TAIPEI, Taiwan – Foxconn founder Terry Gou has a vision of how to rewire the Taiwan firm that builds iPhones to cut dependence on Apple Inc., the client around which he built a $46 billion tech empire. Just don't expect him to tell anyone exactly what it is.
With the latest version of Apple's smash hit smartphone having catapulted first-quarter profits 55 percent higher, investors have sent shares in Hon Hai Precision Industry Co. — Foxconn's flagship — rising toward the historic highs hit eight years ago that give it its lofty market value.
Within two years, though, analysts expect annual iPhone shipments growth to slow to a fraction of 2012's boom. If few question Gou's management savvy, investors say they're stuck in the dark on broad-brush plans to diversify into new tech like electric cars and robots, as well as waiting to hear how he intends to make good on pledges to crack new markets like India, Brazil and Indonesia.
That's how Gou prefers it, he explained at the company's annual meeting last month, his once-a-year reckoning with investors.
"I have a lot of the information they want," he said, referring to big foreign institutional investors, which make up 48 percent of Hon Hai's shareholders, "but I insist on not making it public."

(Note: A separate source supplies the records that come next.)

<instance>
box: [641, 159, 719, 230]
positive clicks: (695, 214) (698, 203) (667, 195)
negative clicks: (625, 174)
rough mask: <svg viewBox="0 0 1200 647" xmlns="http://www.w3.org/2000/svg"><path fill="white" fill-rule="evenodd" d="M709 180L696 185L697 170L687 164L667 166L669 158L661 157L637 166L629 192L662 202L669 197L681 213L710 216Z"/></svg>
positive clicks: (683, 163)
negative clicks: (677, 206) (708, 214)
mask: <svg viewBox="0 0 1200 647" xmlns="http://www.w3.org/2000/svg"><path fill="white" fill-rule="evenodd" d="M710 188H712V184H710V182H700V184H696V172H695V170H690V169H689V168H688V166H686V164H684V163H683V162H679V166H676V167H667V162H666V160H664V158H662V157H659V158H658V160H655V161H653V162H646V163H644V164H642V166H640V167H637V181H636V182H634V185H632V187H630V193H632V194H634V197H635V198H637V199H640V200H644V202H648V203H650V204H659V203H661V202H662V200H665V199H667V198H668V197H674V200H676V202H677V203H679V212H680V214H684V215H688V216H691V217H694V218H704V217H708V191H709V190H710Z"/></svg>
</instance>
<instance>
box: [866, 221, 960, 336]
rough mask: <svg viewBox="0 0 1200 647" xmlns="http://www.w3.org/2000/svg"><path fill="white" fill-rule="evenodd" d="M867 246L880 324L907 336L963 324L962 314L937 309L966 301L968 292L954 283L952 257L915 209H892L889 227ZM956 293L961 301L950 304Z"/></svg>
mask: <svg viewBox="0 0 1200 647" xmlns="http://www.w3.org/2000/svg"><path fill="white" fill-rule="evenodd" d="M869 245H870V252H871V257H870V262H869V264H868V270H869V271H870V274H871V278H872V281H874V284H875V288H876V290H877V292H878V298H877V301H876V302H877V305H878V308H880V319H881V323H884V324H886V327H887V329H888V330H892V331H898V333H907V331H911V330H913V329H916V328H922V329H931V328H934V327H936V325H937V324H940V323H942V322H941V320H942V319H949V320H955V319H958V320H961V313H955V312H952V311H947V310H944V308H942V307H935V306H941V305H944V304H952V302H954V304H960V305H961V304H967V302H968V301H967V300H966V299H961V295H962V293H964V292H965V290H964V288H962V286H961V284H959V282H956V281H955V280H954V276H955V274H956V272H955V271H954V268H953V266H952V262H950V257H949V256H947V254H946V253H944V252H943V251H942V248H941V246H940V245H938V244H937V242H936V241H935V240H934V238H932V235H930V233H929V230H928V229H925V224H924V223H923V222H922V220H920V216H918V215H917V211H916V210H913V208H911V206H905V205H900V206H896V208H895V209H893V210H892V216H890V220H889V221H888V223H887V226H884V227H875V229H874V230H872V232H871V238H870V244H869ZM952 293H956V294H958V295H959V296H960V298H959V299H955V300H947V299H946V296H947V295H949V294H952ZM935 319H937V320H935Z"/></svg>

Gou's business instincts have served him well, building the world's biggest contract maker of electronic gadgets from scratch more than 40 years ago. Yet at 64, the chairman and chief executive's maverick approach to transparency also stretches to lack of precise word on succession plans, leaving company watchers trusting his skills but wondering what kind of business Hon Hai will become, and who will run it in the future.
Sovereign wealth funds from Norway, Singapore, Saudi Arabia and Abu Dhabi rank among Hon Hai's top 10 shareholders, but Gou said sharing information with them would be unfair to the army of retail investors who own nearly 40 percent of Hon Hai, outnumbering foreign shareholders 220 to 1. Gou himself is the biggest single investor with a direct 12.5 percent stake, making him one of Taiwan's richest men.
"He doesn't tell you 'this.' He doesn't tell you 'that.' Nothing you can do about it," said Andrew Yang, head of Taiwan investments at Manulife Asset Management, which regularly buys Hon Hai shares. "If [Gou] can deliver results, then all you can do is believe he has competitiveness."